This incident has opened my eyes in many ways, especially when it comes to asserting myself in a situation that God asks me to participate in. Now to put it into practise.
This is a fancy door handle and some crunchy fall leaves in Saint John, New Brunswick.

Wednesday, October 10, 2007

road tripping



Whew! I just came back from my third road trip in 7 weeks and though I love traveling and driving, I am glad I didn't say YES to a fourth one to Nashville this week!

I am continuing to read Velvet Elvis by Rob Bell and would recommend it to anyone who is interested in truth, reality, and embracing the constantly changing journey of faith in a refreshingly honest and accessible way. One thing he says that has stuck with me is how the reading of the bible has become a solitary practise when it was always meant to be read and discussed and wrestled with in a community setting where questions could be posed and multiple viewpoints, additional knowledge, and various insights could give one a more balanced and definitely more interesting reading experience.

In fact, I would daresay that many things that we do privately in our individualistic culture are meant to be done in a community setting, especially where matters of faith and character development are involved. You can't hide in a community; you can't isolate yourself in a community; you can't get away with bad attitudes in a community; your inadequate beliefs will be challenged in a community; your inconsistencies will be brought to light in a community; you have to be honest with yourself in a community; and you will learn to love your neighbour in a community. These are all good things.

Spending countless hours with others in a car or at a retreat is a small taste of community life and I can testify that I am a better person for it, because it challenges me to be open and honest 24/7. It also presents me with a bigger picture and a larger experience of who this wonderfully creative and multidimensional God is as I come in contact with many who are very different than I am yet nonetheless, totally made in his image.

This is a horse in New Brunswick hoping for a snack instead of a photo op. Sorry, buddy.

Thursday, October 04, 2007

fear not little children



I was driving home from an osteopath appointment yesterday and turned on the radio just for fun. There was a talk show going on and they were discussing how to make your kids more safety aware, especially regarding strangers. The guest was a police officer who had some interesting things to say. She dispelled a few myths and made some very good points.

1. "Never talk to strangers" is a bad motto to follow. It is normal and expected that children (and adults) will talk to strangers everyday. Instead, she suggested the guideline, "Never go anywhere with anyone unless you talk to us (the parents) first." She said kids should not be made to fear all strangers. Sometimes kids have become lost and the rule, "Never talk to strangers" kept them from asking for help.

2. Some parents say they would rather instill fear in their kids than have them get hurt. The police officer said that making your kids fearful is really a harmful thing, since someone who is fearful is more vulnerable to deception. Most children have an inherent instinct to be able to tell a safe person from a bad person and when they are made fearful, this instinct is tampered with and they are just fearful of everyone. In the long run, this makes them more susceptible to those who are predators as these offenders often are good at manipulation and offering a fake sense of safety, and since the child is looking for safety but is not sure what that looks like because his judgement is clouded by fear, he is an easy mark.

Wow!
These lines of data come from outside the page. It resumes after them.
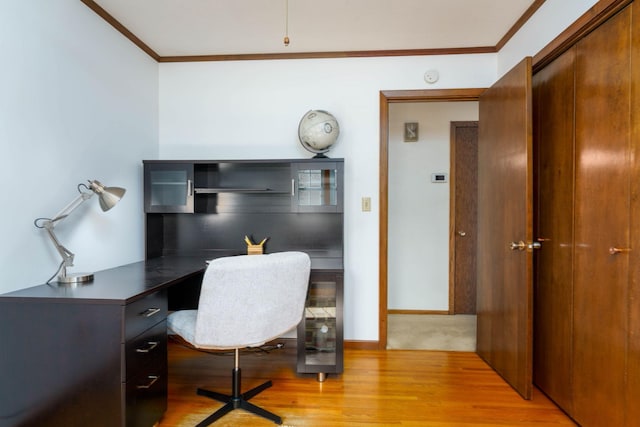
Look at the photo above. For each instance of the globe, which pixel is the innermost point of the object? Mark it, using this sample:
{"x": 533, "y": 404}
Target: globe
{"x": 318, "y": 131}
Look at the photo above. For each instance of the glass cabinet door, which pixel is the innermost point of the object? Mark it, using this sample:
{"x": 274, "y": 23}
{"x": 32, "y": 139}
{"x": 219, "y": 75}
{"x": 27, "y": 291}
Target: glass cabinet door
{"x": 317, "y": 187}
{"x": 168, "y": 187}
{"x": 320, "y": 347}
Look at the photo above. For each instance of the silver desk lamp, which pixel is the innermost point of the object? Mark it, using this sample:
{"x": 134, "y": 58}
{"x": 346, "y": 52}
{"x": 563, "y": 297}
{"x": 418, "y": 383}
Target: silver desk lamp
{"x": 109, "y": 196}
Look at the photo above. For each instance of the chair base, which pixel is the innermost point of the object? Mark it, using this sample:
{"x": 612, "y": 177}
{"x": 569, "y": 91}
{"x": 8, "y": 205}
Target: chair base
{"x": 237, "y": 400}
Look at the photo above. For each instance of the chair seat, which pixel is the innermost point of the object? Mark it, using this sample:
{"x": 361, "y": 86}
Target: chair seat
{"x": 183, "y": 323}
{"x": 245, "y": 301}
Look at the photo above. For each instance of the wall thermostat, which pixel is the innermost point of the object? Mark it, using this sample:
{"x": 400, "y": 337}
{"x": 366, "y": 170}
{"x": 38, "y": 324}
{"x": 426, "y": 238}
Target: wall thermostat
{"x": 431, "y": 76}
{"x": 439, "y": 177}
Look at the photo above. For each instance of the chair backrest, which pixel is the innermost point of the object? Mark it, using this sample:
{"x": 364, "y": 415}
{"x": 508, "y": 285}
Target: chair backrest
{"x": 248, "y": 300}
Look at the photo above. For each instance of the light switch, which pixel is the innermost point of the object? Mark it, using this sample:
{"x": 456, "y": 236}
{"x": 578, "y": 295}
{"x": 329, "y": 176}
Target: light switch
{"x": 366, "y": 204}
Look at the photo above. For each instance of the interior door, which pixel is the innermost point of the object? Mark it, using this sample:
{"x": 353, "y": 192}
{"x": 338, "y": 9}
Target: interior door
{"x": 464, "y": 152}
{"x": 505, "y": 228}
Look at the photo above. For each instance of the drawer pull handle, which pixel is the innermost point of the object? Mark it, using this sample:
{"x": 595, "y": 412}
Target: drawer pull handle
{"x": 153, "y": 379}
{"x": 150, "y": 346}
{"x": 150, "y": 312}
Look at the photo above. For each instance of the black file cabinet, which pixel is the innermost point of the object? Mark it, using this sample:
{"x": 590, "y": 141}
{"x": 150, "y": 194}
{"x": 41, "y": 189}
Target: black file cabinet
{"x": 320, "y": 333}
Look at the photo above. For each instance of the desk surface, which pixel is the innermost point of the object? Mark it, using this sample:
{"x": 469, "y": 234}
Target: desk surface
{"x": 127, "y": 283}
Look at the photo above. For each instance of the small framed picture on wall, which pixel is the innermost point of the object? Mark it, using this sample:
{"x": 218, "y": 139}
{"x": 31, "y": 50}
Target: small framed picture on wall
{"x": 410, "y": 132}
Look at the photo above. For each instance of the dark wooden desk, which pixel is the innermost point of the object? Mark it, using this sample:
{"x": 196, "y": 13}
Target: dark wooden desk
{"x": 92, "y": 354}
{"x": 96, "y": 354}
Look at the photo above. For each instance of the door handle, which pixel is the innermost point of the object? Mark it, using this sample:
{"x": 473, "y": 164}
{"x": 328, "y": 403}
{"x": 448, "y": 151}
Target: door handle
{"x": 521, "y": 246}
{"x": 615, "y": 251}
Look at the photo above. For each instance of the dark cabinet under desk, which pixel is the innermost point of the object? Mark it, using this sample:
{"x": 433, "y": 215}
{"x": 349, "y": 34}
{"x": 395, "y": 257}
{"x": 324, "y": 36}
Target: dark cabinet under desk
{"x": 90, "y": 355}
{"x": 319, "y": 334}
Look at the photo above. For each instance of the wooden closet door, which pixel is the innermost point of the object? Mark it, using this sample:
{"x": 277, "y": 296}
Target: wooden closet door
{"x": 602, "y": 209}
{"x": 505, "y": 216}
{"x": 633, "y": 347}
{"x": 553, "y": 98}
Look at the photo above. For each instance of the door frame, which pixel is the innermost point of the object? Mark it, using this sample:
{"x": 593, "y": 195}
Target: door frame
{"x": 386, "y": 98}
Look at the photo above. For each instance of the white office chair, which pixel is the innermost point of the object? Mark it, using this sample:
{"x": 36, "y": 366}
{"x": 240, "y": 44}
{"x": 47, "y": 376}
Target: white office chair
{"x": 245, "y": 301}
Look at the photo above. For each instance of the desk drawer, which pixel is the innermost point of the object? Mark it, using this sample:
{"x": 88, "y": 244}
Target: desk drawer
{"x": 146, "y": 400}
{"x": 144, "y": 313}
{"x": 146, "y": 351}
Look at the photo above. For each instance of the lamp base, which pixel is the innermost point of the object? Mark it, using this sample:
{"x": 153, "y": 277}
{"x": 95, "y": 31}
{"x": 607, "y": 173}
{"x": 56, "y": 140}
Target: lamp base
{"x": 75, "y": 278}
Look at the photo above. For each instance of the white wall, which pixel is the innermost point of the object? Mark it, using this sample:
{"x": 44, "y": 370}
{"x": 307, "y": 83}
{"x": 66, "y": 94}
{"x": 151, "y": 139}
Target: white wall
{"x": 553, "y": 17}
{"x": 72, "y": 88}
{"x": 77, "y": 101}
{"x": 418, "y": 234}
{"x": 222, "y": 110}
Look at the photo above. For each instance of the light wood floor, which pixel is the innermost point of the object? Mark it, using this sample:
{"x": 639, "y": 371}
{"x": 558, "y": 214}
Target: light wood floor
{"x": 378, "y": 388}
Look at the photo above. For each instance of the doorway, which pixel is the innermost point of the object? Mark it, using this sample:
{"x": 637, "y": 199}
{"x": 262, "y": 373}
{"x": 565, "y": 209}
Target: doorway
{"x": 387, "y": 98}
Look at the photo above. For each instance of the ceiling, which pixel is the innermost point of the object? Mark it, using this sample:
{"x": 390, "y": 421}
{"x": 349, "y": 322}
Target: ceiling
{"x": 183, "y": 28}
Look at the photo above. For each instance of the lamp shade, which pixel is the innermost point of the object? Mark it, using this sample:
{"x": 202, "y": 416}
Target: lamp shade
{"x": 109, "y": 196}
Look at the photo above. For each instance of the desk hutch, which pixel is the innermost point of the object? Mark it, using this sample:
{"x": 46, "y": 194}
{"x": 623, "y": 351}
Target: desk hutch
{"x": 96, "y": 354}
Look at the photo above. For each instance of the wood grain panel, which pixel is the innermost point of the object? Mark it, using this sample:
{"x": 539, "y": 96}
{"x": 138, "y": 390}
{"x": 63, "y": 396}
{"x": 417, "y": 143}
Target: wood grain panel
{"x": 553, "y": 94}
{"x": 633, "y": 346}
{"x": 505, "y": 214}
{"x": 464, "y": 226}
{"x": 602, "y": 222}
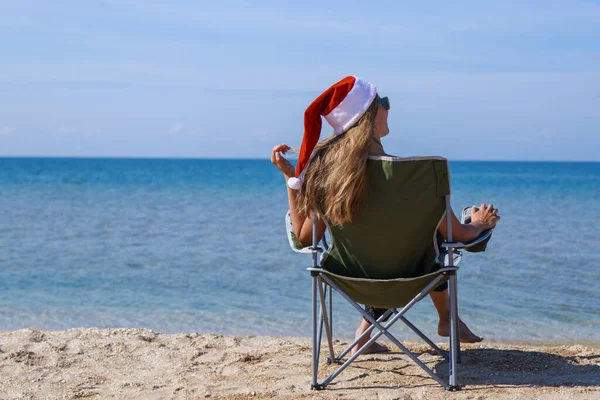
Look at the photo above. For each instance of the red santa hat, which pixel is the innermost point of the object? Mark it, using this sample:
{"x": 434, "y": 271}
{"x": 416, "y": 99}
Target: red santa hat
{"x": 342, "y": 105}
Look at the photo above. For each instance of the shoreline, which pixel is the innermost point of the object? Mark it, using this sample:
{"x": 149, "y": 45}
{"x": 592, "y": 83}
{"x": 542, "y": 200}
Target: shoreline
{"x": 133, "y": 363}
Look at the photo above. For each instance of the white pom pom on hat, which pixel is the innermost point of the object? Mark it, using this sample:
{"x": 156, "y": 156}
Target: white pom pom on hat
{"x": 295, "y": 183}
{"x": 342, "y": 105}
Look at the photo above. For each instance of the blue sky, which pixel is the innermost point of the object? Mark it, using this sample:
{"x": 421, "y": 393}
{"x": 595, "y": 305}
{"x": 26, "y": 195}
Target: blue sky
{"x": 477, "y": 80}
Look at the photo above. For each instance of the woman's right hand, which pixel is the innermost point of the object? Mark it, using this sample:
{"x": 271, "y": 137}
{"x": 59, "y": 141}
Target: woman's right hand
{"x": 485, "y": 216}
{"x": 280, "y": 162}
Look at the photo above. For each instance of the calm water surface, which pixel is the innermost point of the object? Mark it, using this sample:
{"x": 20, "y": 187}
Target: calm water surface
{"x": 199, "y": 245}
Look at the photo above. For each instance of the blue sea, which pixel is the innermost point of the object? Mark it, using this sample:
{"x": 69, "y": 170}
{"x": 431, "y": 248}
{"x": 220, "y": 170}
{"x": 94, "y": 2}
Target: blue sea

This was a big reminder for me not to let fear rule my decisions nor be a motivating factor in my life as it is a deceiver and opens the door to more deception. Yuck! Let fear go...let love and discernment in.

This picture was taken in Old Montreal on my birthday.

Monday, October 01, 2007

me my mine


Today as I was driving to the post office, I started to think about the word "my." The possessive pronoun is a small word, but powerful. I use phrases like "my house, my husband, my church, my job." And yet, these things are clearly not entirely my own to do with as I please. The house is significantly underwritten by the bank and should they desire to do so, that institution may repossess said property and building. The husband has a mind and will of his own and though he is kind, he acts in accordance with his wishes, not mine. The church is a group of people who also have individual free wills and both individually and communally are not subject to my bidding nor my possession. The job is currently done by me but may at any moment in time cease to be "mine" for various reasons. This "my" word is decidedly not all it appears to be nor all that accurate.
We assume to possess many things which are not ours for the taking, and in contrast, we cling onto many things that we would rather thrust far from us. For example, people speak of "my allergies, my enemies, my mistakes, my bad luck." They don't really want to own these things, yet they use the same possessive phrase as they would for something or someone they dearly love and desire to keep beside them forever. Strange.
The conclusion I came to before I reached Canada Post was that we really do not possess things on this earth. It all belongs to God and it is his good pleasure to let us enjoy and use certain things while we are alive here.
There was a quote in the movie, "The Kingdom" which I thought most profound when I saw it last weekend. A government official was threatening the job of a leading security agent, trying to get him to respond in a certain way to suit the official's agenda. The agent responded (sorry I don't have the exact quote so I will paraphrase) that when he started the job, his boss made them all write their own obituaries. Having faced and accepted their own mortality, they no longer feared their lives being taken from them. He said that he treated the job the same way. He knew his job would someday end and it was just a matter of how. He did not hold onto it with tightly clenched hands nor fear its demise and he suggested that the power-hungry senator do the same.
Wise words. This is a picture of some official building in Old Montreal.